March 10, 2006

SSL Trojans getting ever nastier

Based on increases in Trojan technology, frequency, Roger predicts a major bank heist is on the horizon

Last week’s column on SSL Trojans generated a lot of interest and some new information. First, I must admit to feeling like I’ve been living in a sheltered time warp. Although SSL Trojans are new to me, a little Googling turned up similar Trojans going back as far as 2004.

LURHQ’s description of an E-gold Trojan was an early foreshadowing of things to come. E-gold is an e-cash operation, similar to Paypal. Turns out they’ve been under constant attack from these advanced Trojans for a few years now. 

The E-gold Trojan waits for the victim to successfully authenticate to E-gold’s Web site, creates a second hidden browser session, and uses various spoofing tricks until it drains the victim’s account. Because the stealing and spoofing is started after the authentication is completed, no amount of fancy log-on authentication would prevent the heist. All too telling is LURHQ’s prediction that “other banking institutions are sure to be attacked in this manner in the future.”

After spending a few hours looking at various Web sites, I found dozens of these types of Trojans. What surprised me more is that their appearance is not unknown to most anti-virus companies and anti-malware vendors.

Mark Sunner, CTO of MessageLabs, which processes 160 million e-mails a day, says they’ve been spotting these Trojans since late 2005, but the quantity and specialization is increasing.

“In 2003, the Sobig worm really started the 'worm-to-botnet-for-commercial-profit' generation of malware," Sunner explains. "In 2004 and 2005, it wasn’t unusual to find botnets with hundreds of thousands of infected hosts.” In other words, taking a buckshot approach.

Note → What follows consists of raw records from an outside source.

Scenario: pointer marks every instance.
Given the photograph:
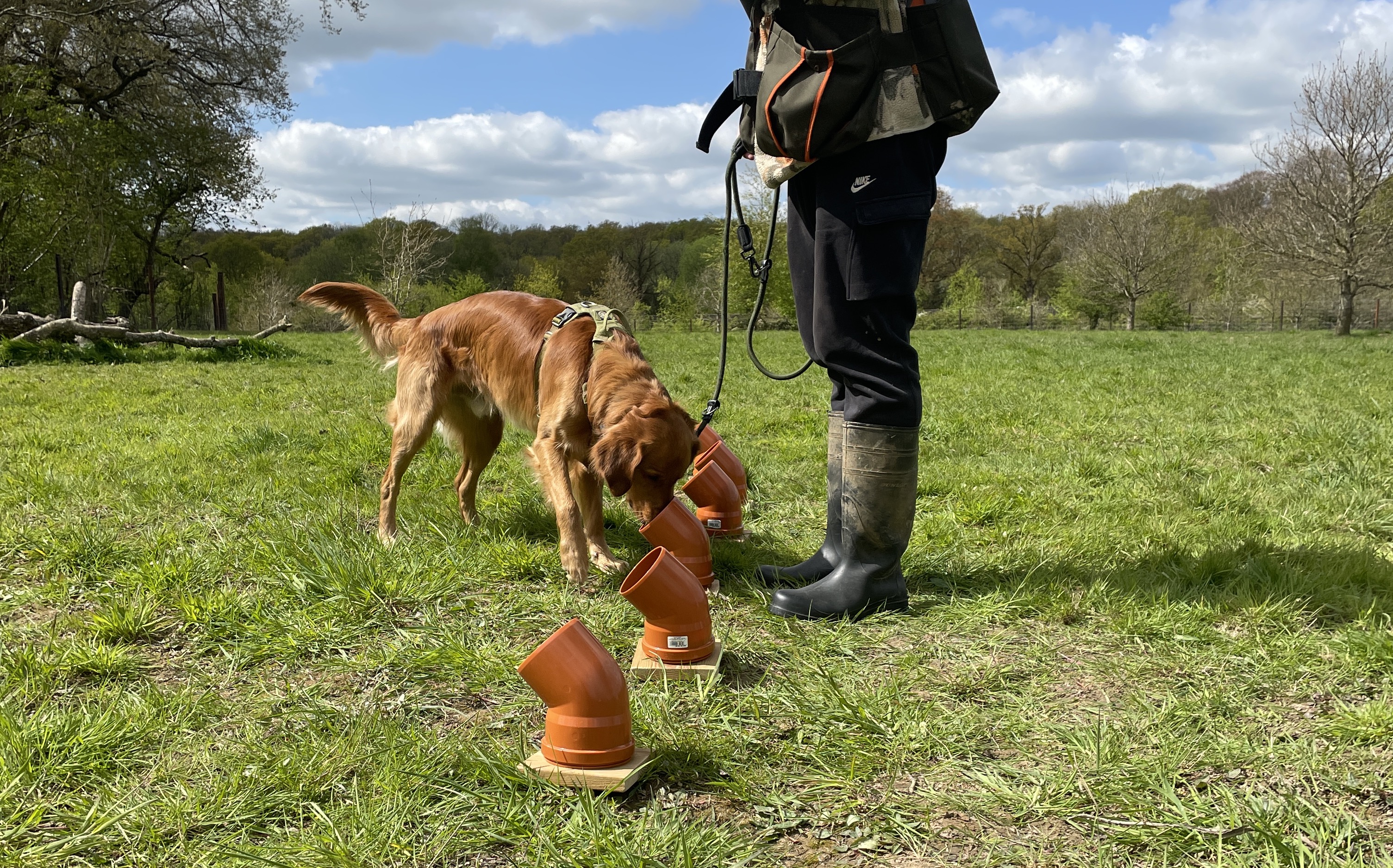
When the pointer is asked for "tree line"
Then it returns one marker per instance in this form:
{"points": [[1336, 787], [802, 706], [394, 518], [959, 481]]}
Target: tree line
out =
{"points": [[112, 179]]}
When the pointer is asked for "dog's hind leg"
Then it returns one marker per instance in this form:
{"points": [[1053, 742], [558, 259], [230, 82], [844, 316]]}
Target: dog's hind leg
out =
{"points": [[477, 438], [591, 498], [413, 417]]}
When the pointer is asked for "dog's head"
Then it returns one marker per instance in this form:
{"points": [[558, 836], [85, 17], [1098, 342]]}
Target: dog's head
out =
{"points": [[645, 453]]}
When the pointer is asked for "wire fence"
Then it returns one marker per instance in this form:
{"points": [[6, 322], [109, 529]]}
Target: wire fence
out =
{"points": [[1262, 315]]}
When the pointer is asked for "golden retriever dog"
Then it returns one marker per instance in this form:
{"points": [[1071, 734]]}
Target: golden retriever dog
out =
{"points": [[470, 366]]}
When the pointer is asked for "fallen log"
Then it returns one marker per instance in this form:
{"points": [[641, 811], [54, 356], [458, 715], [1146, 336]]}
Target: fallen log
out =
{"points": [[20, 322], [91, 331]]}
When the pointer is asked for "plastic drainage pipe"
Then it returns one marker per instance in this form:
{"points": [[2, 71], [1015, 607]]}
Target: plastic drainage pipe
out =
{"points": [[684, 537], [676, 613], [717, 499], [721, 455], [588, 722]]}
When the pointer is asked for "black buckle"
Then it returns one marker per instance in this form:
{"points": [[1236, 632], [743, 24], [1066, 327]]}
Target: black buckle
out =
{"points": [[747, 86]]}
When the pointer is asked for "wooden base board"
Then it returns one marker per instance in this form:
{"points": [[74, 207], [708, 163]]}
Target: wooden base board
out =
{"points": [[647, 668], [616, 779]]}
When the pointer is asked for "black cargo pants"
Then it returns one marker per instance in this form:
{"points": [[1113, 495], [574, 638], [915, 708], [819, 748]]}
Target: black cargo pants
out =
{"points": [[857, 224]]}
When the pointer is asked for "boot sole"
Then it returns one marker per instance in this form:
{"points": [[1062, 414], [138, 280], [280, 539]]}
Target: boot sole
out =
{"points": [[895, 604]]}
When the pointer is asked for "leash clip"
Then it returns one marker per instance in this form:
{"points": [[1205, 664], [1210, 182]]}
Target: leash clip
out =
{"points": [[712, 406]]}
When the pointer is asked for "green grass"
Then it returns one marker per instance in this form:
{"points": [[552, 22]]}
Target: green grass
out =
{"points": [[1151, 602]]}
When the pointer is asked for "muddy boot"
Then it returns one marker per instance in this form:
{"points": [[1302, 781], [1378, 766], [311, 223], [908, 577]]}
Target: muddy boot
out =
{"points": [[825, 559], [880, 480]]}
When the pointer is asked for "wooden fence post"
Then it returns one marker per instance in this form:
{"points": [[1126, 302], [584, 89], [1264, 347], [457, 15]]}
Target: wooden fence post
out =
{"points": [[150, 282], [57, 272], [220, 306]]}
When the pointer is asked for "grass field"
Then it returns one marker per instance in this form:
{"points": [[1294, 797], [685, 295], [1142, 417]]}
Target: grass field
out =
{"points": [[1149, 584]]}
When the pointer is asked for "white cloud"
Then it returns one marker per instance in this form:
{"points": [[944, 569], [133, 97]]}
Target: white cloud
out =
{"points": [[1088, 109], [419, 27], [531, 168], [1185, 104]]}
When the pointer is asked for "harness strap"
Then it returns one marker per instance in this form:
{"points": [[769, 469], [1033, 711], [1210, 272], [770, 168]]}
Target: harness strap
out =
{"points": [[608, 321]]}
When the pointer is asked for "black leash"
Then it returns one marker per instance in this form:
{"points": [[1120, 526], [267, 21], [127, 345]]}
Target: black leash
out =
{"points": [[760, 271]]}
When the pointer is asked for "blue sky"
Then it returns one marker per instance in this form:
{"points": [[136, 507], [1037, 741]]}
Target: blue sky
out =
{"points": [[586, 111], [684, 57]]}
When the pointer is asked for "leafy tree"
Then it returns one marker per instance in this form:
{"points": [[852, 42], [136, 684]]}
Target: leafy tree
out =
{"points": [[1027, 247], [964, 289]]}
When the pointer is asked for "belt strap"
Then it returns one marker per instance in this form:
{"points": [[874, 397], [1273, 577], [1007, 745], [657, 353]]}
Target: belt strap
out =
{"points": [[920, 42], [608, 321]]}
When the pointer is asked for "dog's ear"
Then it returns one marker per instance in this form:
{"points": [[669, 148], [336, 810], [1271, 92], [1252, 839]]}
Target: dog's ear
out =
{"points": [[616, 457]]}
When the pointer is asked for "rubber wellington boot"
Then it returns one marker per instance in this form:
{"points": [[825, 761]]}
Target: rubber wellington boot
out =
{"points": [[880, 478], [825, 559]]}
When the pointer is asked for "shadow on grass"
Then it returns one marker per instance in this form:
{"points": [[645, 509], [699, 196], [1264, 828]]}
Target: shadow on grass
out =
{"points": [[1330, 584], [14, 353]]}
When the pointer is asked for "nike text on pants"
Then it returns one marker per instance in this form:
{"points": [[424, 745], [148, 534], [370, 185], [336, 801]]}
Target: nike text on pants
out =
{"points": [[857, 226]]}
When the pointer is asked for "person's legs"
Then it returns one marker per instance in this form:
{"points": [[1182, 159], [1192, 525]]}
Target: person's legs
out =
{"points": [[801, 267], [856, 308]]}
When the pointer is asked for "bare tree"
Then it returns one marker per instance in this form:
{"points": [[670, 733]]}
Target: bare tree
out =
{"points": [[1328, 216], [1027, 247], [407, 253], [1130, 247]]}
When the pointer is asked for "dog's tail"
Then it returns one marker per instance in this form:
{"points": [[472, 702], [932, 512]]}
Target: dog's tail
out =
{"points": [[379, 322]]}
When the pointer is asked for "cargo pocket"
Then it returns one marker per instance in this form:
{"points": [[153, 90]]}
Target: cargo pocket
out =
{"points": [[889, 246], [909, 206]]}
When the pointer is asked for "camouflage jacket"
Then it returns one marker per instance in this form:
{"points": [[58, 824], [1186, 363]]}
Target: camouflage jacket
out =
{"points": [[902, 106]]}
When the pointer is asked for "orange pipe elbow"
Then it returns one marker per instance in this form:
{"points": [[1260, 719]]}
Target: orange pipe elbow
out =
{"points": [[721, 455], [588, 722], [676, 613], [684, 538], [717, 499]]}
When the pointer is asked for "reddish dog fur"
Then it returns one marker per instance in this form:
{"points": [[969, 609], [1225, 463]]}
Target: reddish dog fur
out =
{"points": [[470, 366]]}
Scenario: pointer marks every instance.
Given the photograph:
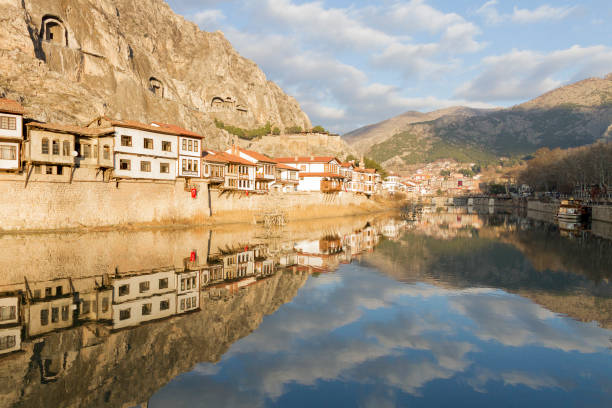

“Since then the criminals have refined their methods," Sunner continues. "The worms and Trojans are one-off malware, intentionally targeting specific companies and industries. Their related botnets are small, maybe numbering a total of 20,000 machines. Their intention is to stay hidden and get as much financial gain as possible. This means staying under the radar. If your bot worm infects 100,000 people in a day, it’s going to get noticed fast and your gain minimized.”

But it’s more than that: Everything the new malware does is more sophisticated. It uses multiple exploits to infect victims, connect out from the victim’s PC using port 80, download code updates from “mothership” Web servers using dynamic DNS, and e-mail the ill-gotten gains (usually over port 80) back home to different servers with changing locations.

I previously took some satisfaction in the Anti-Phishing Working Group's report that the average number of days that a phishing Web site was active was decreasing. That was until I realized this decrease was intentional: The group’s December 2005 report mentions several bank key-logging Trojans with screenshots, proof that the growing presence of key-logging Trojans led to the decreased size of botnets as they try to stay under the radar.